The government’s consultative body on hunting, the Ornis committee, will hold its first meeting this week despite the autumn season having already started.

BirdLife Malta last week complained it had not received any form of official communication about the committee’s reappointment, “let alone a call for a meeting to discuss and plan enforcement as usually happens before any hunting season commences”.

Environment Minister José Herrera told the Times of Malta  the first meeting of the Ornis committee would be held this Thursday.
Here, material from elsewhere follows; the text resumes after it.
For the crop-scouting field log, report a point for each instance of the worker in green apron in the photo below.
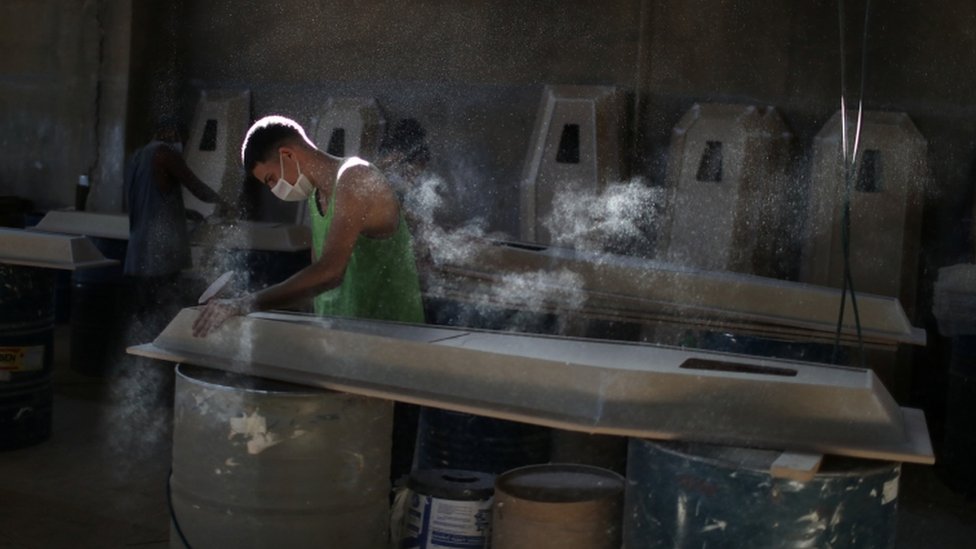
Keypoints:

The NGO last week also called a press conference outside the Office of the Prime Minister in Valletta, stressing that it had heard nothing about the committee, mere days before autumn hunting began.

BirdLife has received reports of illegal hunting in recent days

The Environment Ministry reacted later, saying that the committee had already been officially approved and its members were being notified.

The committee is chaired by retired magistrate Dennis Montebello, with Sergei Golovkin of the Wild Birds Regulation Unit, acting as secretary. According to the government, it included representatives of the hunting and NGO communities.

BirdLife Malta CEO Mark Sultana expressed concern at the situation with hunting regulation, insisting that a lack of communication could give the impression that poachers and law-breakers did not need to be worried about being apprehended.

The NGO said that it had received several reports of illegal hunting in recent days, ranging from poachers using speedboats to hunt flamingos at sea in Gozo to a poacher caught shooting two birds of prey in Ras il-Wardija.

Read: Protected bird shot - just three days after start of hunting season

BirdLife conservation manager Nicholas Barbara said yesterday that the peak migration of birds of prey had already started and therefore it was of paramount importance that the season’s management and enforcement be discussed.

The autumn hunting season will remain open until January 31. Approximately 10,000 licensed hunters are permitted to shoot 40 different species.